Yan Bingtao, the 20-year-old Chinese star, rose to the occasion to see off the Scot, 25 years his senior, and claim the title in his debut appearance in the top-16-only tournament.
By PA Media
Last Updated: 18/01/21 6:59am
Yan Bingtao was crowned the youngest Masters champion since Ronnie O’Sullivan in 1995 after sinking John Higgins 10-8 in Milton Keynes.
It was a remarkably composed display from Yan, the world No 11, who twice hit back from two frames behind before seeing off the vastly experienced former two-time winner.
Speaking through a translator, Yan said: “It is how I look all the time – you can’t tell how nervous I am but my heart is really beating out.
“On the last red in the final frame I was so close to the winning line but he still stayed on the table fighting, and that is the most pressured moment I felt.”
Higgins will rue a series of costly errors at crucial moments, but it was Yan, who had come through three straight final-frame deciders to reach the final, who stepped up again when it counted.
From 8-8, Yan produced a superb 70 to move within one of his first major title, then shrugged off the prospect of yet another decider after repelling Higgins’ game attempt to claim three improbable snookers he required.
After the pair shared a nervous opening four frames, Higgins forged ahead with a break of 98 in the fifth frame then a gutsy 37 to establish a 4-2 lead.
A brilliant yellow from Yan set up a 97 clearance to reduce the deficit, but Higgins had re-established his two-frame lead at the end of the first session.
But if Yan had proved anything after winning three consecutive final-frame deciders on his way to the final, it was his ability to thrive under pressure.
In an extraordinary start to the concluding session, Yan retrieved a 67-point deficit with 67 on the table, before brilliantly cutting in the resulting re-spotted black.
A 76 in the next frame punished Higgins for missing an easy yellow, and hauled the young Chinese player level at 5-5.
Drawing on his decades of experience, Higgins chiselled out another two-frame advantage with back-to-back breaks of 74 and 116.
Higgins had the next at his mercy, but an inexplicable in-off from a safety handed Yan the chance to sweep up and ultimately pot a black the Scot left dangling after an attempted double.
Yan pulled level again at 7-7 with a 103, his first century of the final, then nudged in front after Higgins, having hauled back a 55-point deficit, missed a frame-winning blue.
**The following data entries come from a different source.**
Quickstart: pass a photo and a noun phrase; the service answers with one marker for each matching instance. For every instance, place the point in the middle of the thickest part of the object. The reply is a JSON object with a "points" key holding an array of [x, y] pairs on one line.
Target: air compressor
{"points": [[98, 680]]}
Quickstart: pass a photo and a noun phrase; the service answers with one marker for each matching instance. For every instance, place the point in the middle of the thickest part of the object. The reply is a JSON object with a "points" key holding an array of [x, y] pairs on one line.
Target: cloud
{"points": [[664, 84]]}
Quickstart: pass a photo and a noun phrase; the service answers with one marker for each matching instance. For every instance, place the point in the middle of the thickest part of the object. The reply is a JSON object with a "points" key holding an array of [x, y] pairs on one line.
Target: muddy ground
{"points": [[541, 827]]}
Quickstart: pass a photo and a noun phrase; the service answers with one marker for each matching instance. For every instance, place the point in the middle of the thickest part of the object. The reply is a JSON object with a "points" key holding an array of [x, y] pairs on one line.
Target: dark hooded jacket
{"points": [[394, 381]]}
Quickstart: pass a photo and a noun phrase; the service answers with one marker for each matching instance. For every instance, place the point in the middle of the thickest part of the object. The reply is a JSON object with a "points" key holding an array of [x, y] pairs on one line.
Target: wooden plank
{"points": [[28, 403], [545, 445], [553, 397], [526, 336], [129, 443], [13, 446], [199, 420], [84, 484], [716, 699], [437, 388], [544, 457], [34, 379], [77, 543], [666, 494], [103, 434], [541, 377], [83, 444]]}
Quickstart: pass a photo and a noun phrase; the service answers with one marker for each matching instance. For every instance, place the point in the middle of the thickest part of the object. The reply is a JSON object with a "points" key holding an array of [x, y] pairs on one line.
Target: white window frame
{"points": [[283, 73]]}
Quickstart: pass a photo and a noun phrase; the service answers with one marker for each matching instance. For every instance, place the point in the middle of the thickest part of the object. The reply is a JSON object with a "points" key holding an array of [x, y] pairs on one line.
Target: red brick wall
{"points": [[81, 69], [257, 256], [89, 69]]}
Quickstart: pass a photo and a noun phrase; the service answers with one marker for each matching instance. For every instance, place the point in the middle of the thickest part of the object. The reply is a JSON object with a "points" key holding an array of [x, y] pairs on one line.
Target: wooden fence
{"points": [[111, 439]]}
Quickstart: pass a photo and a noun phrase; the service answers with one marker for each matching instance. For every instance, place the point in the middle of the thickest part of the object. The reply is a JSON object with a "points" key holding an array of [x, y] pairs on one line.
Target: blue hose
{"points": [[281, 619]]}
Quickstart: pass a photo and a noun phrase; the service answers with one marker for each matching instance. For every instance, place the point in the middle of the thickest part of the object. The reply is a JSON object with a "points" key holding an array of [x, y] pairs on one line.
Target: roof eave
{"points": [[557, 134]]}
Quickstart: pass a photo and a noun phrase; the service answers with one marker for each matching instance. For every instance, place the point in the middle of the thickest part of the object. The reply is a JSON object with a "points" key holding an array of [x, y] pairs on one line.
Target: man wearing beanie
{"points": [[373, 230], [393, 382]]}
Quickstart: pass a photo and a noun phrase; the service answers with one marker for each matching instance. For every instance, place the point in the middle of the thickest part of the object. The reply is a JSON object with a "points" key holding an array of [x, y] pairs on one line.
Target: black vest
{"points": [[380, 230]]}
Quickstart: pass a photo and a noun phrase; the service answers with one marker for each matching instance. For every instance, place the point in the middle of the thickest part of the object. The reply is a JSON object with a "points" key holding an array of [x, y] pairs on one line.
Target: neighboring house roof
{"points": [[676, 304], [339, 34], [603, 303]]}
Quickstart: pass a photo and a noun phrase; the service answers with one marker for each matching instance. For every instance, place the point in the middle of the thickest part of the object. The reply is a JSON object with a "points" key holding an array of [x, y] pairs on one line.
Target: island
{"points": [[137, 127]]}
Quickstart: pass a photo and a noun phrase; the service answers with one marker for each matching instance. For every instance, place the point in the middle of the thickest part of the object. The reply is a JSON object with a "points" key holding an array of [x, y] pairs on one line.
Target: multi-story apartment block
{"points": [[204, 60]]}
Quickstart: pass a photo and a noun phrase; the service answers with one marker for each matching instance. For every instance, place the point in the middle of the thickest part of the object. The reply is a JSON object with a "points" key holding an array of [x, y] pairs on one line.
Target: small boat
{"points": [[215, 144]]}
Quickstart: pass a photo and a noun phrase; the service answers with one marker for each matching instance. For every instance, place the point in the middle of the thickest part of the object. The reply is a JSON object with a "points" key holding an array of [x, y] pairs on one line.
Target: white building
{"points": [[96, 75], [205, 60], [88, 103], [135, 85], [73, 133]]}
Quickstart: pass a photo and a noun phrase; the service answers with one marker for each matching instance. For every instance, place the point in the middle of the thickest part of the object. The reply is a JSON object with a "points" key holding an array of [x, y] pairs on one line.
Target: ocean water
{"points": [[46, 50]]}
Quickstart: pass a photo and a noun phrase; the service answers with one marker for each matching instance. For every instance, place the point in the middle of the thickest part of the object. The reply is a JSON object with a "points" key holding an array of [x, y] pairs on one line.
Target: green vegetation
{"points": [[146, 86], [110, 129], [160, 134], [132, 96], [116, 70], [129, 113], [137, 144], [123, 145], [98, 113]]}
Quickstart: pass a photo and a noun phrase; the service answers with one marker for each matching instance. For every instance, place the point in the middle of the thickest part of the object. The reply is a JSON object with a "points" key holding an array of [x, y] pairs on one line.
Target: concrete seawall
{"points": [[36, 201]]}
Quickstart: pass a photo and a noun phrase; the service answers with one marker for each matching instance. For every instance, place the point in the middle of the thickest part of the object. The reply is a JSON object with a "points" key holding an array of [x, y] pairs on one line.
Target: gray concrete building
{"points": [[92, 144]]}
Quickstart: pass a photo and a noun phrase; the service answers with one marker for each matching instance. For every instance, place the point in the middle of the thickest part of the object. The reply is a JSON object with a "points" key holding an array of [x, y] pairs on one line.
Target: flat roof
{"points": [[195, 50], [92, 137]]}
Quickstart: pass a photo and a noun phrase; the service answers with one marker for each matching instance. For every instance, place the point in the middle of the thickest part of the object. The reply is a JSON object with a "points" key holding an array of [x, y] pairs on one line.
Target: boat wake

Higgins characteristically shrugged off his error to level with a well-taken 63, but the ice-cool Chinese star replied with 70 to move one frame from victory.
By converting his first opportunity, Yan became only the second player from China to win the tournament, after the 2011 winner Ding Junhui.
Higgins hailed the champion, telling the BBC: “He was fantastic – he’s got such an incredible all-round game.
“I had my chances and I’m sick because I should have gone 6-3 in front and I was in control to go 8-5 in front.
“I’m gutted, but every credit to him – it is a brilliant achievement winning it at such a young age.”